Peguei-a no colo e vi Maria levantar, chegando pertinho pra sussurrar novamente.
— se fizer birra já sabe né?
A menina ficou quietinha no meu colo, mas logo esqueceu o episódio e foi brincar com as primas.
— que mamãe má — abracei seu pescoço, erguendo o rosto, e senti ela beijar meu queixo.
— antes ser má aqui do que no hospital — ela brincou e eu ri concordando.
Fiz carinho nos fios loiros da criança que deitou preguiçosamente em minhas pernas, após recusar o fazer em duas cadeiras juntas.
As horas animadas de brincadeira e correria acabaram com nossa miúda, que faltou chorar de tanto sono.
A prima Marisol está igual no colo da mamãe Jô, mas Lua brinca com o avô pelo espaço.
— acho que nunca vi os pés dessa criança tão pretos — Sabina disse, voltando pra perto com a mochila infantil no ombro.

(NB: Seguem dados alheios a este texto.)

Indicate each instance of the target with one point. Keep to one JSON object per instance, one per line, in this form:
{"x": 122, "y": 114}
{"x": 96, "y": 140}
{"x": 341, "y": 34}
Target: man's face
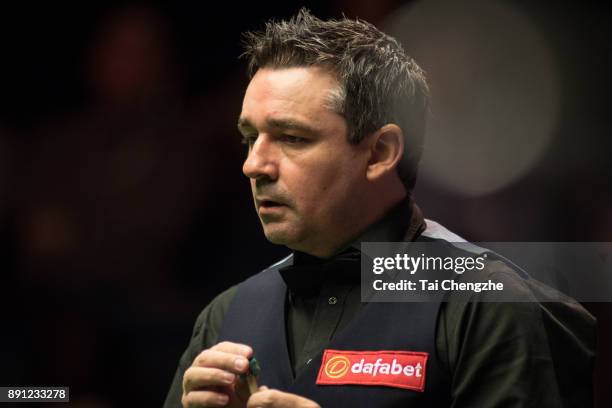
{"x": 305, "y": 176}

— ela foi quem mais aproveitou, está pulando desde que acordou.
— eu vivi o sufoco que foi pra parar quieta o vestir o vestido — ela disse e se sentou do meu lado.
— devíamos ter feito ela gastar energia ontem. Assim teríamos pelo menos um começo de noite tranquila.

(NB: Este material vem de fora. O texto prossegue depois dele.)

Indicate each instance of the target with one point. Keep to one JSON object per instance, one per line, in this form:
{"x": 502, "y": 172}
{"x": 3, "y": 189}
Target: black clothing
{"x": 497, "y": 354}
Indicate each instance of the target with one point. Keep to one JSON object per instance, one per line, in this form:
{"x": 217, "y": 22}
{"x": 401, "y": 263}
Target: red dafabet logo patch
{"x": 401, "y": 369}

— faz parte — Sabina sorriu e abriu a mochila.
Primeiro tirou dali uma fralda limpa, e logo depois o pacote de lenço umedecido. Por fim o trocador portátil, que arrumou, estrategicamente, em cima de uma cadeira qualquer.
Tirar a miúda manhosa do meu colo foi difícil, mas no fim venci o desafio e fiquei ali garantindo que ela não cairia. Deixando pra Sabina a parte chata de tirar a fralda suja, limpar toda a pele, e depois vestir a fralda limpa.

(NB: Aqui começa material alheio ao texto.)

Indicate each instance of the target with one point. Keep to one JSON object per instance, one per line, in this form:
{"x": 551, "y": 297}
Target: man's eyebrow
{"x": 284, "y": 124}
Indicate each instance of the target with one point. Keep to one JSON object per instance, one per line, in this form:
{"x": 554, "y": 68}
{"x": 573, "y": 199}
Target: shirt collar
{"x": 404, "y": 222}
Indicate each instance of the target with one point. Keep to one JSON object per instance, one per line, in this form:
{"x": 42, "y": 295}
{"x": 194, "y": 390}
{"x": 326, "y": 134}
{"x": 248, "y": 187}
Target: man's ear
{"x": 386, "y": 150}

— tem o vestido que pediu pra eu por aqui também, quer trocar?
— pode ser, assim ela dorme mais confortável. Esse vestido é tão rodado que não sei como essa miúda conseguiu brincar tanto, achei que ela fosse pedir pra trocar logo no início da festa.
Esperei lágrimas, choros, e abraços apertados, mas ganhei um tchau único e um beijinho tímido na bochecha.
— só eu estive com a sensação de que seria uma despedida super movimentada? — Sabina perguntou, tirando uma mão do volante e pondo em minha coxa.
— pensei nisso agora, parece que somos substituíveis — brinquei e minha esposa riu.
— prefiro pensar que ela gostou da ideia de passar uns dias revezando entre a casa dos avós e das primas. .
— tenho é medo dessa menina sozinha com os avós.
— não pense nisso não, sua mãe prometeu que não faria nada.
Então partimos em direção ao aeroporto, rumo ao país que escolhemos pra passarmos nossas semanas em lua de mel.
■> Considerações finais
Não é que aconteceu o casório?
Deixo pra vocês imaginarem os detalhes da festa!